Americans did not entirely forget about Henry's ideas, however. Especially in the era of the Civil War, partisans on both sides of the conflict employed Henry and his beliefs to support their own causes. Hinton Rowan Helper, a native North Carolinian and celebrated antislavery author, cited Henry to open a chapter on southern antislavery sentiment in his best-selling
Impending Crisis of the South
(1857). Helper noted that Henry and the other major Virginia Founders lamented the immorality of slavery. If those patriots were living in 1857, Helper speculated that there was “scarcely a slaveholder between the Potomac and the mouth of the Mississippi, that
would not burn to pounce upon them with bludgeons, bowie-knives and pistols!” He believed the new southern slave masters were so blindly devoted to what had become euphemized as “the peculiar institution” that they had turned their backs on the antislavery tradition of Henry and the other southern Founding Fathers. One could certainly find antislavery statements from early in Henry's career, but Helper exaggerated the extent of Henry's revulsion, which never took hold in action against slavery.
6
Conversely, Confederate apologists used Henry's memory to highlight what they saw as the deficiencies of the Constitution and its disempowerment of the states. Especially after the war, southerners pointed to Henry's speeches at the Virginia ratifying convention to demonstrate that potential for the national government's domination was built into the Constitution itself. Alexander Stephens, vice president of the Confederacy, wrote admiringly of Henry in his
Constitutional View of the Late War Between the States
. Henry “possessed one of those wonderful minds which, by a sort of instinct or supernatural faculty, scents the approaches of power, even in the distance.
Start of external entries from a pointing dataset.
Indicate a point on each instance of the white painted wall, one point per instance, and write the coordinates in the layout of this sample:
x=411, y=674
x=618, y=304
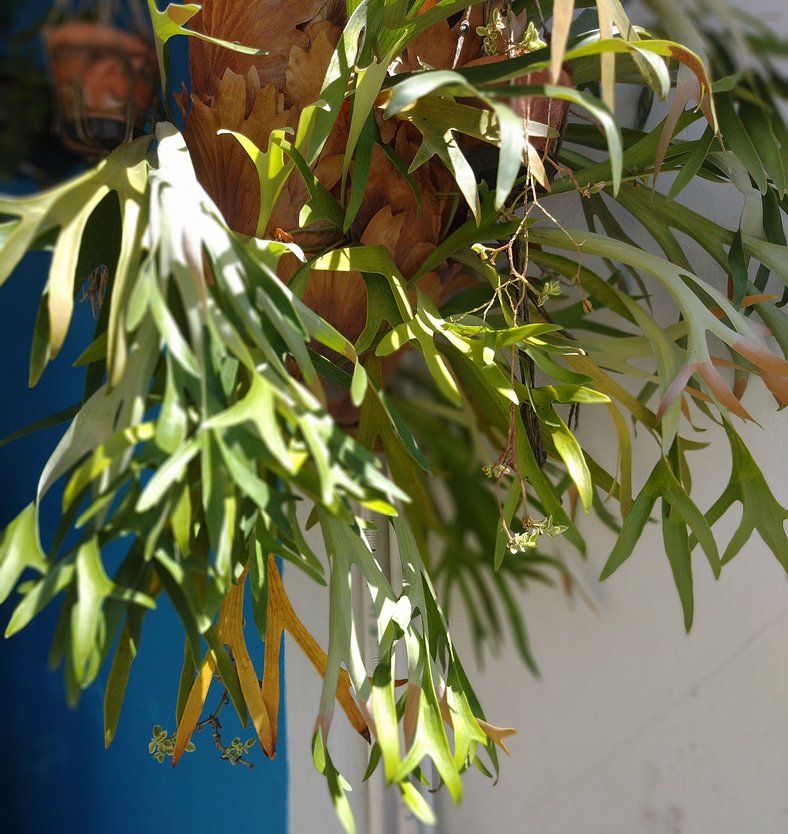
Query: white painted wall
x=634, y=727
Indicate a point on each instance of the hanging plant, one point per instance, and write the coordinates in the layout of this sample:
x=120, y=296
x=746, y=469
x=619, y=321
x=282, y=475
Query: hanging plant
x=348, y=256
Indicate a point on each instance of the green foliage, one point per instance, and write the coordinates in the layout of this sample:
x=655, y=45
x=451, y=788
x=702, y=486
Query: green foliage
x=207, y=424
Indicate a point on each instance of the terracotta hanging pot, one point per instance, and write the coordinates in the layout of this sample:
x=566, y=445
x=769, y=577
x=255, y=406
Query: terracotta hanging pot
x=104, y=79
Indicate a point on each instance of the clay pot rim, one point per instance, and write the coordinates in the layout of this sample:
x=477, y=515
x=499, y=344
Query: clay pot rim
x=93, y=34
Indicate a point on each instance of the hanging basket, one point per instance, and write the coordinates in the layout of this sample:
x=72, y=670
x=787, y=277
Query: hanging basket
x=105, y=80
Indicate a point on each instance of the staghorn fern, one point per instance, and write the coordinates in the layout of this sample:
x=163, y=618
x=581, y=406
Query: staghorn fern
x=319, y=213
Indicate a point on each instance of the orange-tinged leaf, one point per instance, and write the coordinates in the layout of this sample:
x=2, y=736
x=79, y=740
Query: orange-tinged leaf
x=194, y=707
x=250, y=686
x=282, y=615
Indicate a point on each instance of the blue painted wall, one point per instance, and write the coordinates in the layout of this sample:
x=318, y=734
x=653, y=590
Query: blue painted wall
x=56, y=775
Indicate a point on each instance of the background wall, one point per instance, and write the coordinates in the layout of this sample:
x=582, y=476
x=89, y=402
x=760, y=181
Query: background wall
x=634, y=727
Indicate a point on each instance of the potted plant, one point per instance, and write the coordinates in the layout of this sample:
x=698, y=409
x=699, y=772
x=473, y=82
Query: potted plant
x=319, y=213
x=103, y=73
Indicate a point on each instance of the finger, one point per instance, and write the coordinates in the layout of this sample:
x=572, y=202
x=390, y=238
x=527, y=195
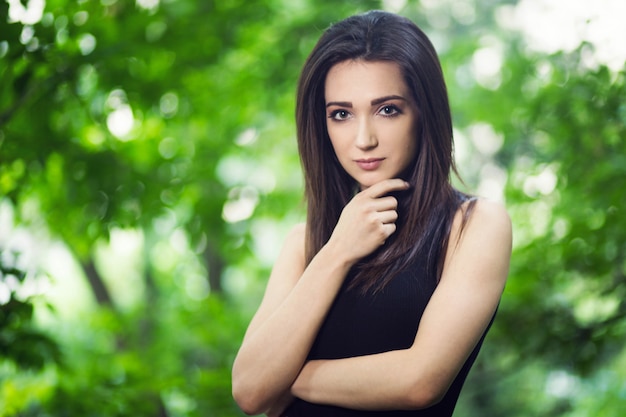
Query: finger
x=389, y=229
x=385, y=203
x=381, y=188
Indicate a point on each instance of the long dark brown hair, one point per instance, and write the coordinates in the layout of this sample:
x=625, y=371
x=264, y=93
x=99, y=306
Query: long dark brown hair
x=427, y=210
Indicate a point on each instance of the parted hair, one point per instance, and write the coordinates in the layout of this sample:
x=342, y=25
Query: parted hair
x=426, y=211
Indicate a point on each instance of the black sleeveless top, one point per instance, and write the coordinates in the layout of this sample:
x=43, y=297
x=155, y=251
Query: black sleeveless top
x=360, y=324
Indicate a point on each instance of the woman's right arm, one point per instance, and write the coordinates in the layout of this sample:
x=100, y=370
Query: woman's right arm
x=298, y=297
x=282, y=331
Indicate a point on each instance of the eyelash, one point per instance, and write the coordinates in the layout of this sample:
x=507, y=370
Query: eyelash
x=395, y=111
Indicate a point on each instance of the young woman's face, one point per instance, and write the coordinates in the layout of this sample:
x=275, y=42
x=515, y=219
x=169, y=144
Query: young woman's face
x=371, y=120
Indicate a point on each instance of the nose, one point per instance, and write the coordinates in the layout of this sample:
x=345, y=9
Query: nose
x=365, y=137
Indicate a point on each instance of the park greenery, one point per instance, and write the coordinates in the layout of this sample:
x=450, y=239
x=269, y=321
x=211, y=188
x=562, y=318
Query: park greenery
x=149, y=172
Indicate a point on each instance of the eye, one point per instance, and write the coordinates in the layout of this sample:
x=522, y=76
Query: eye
x=339, y=115
x=389, y=110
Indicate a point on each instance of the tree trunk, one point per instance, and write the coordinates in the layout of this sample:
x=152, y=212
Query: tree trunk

This instinct, or far-seeing superhuman endowment, prompted him to sound the alarm when the Constitution was at first presented to him.” Stephens asserted, however, that Henry feared future misapplications of the Constitution, rather than its original intent. But other Confederates took a more negative view of the Constitution itself. Their perspective was probably closer to Henry's than Stephens's was. Henry's descendant Patrick Henry Fontaine, writing in the pro-southern
DeBow's Review
in 1870, argued that all of Henry's predictions about the Constitution's dangers had come true. To Fontaine, Henry had spoken prophetically at the ratifying convention: “He saw clearly that the Constitution was artfully framed to place the sovereign power of the United States in the hands of a majority of the people of the great consolidated government, which would absorb the
rights of the several states.” Fontaine believed that Henry, more than any other prominent southerner, grasped the way the Constitution imperiled the principles of the Revolution. In his estimation, Henry was the greatest statesman of all the Founders, certainly above Madison, Jefferson, and Hamilton, and even above the beloved Washington. To Fontaine, Henry had won primacy in that pantheon precisely because he maintained ideological consistency as both a patriot and an anti-federalist.
7
Fontaine's opinions of Henry as an anti-federalist were those of an unvarnished Confederate, yet he was right to say that Henry did indeed oppose the Constitution because he perceived the new government as a betrayal of the Revolution. However, most observersâeven sympathetic biographersâhave agreed with the historian and U.S. senator from Indiana, Albert J. Beveridge, who in 1900 said that although Henry was sincere in his opposition to the Constitution, his sincerity did not make him right. To Beveridge, Henry was struggling against America's national destiny, “the onward forces which were making of the American people the master nation of the world.” For many Americans who were aware of the entire trajectory of his public life, the Henry of historical memory became a great patriot who briefly lost his way in the late 1780s.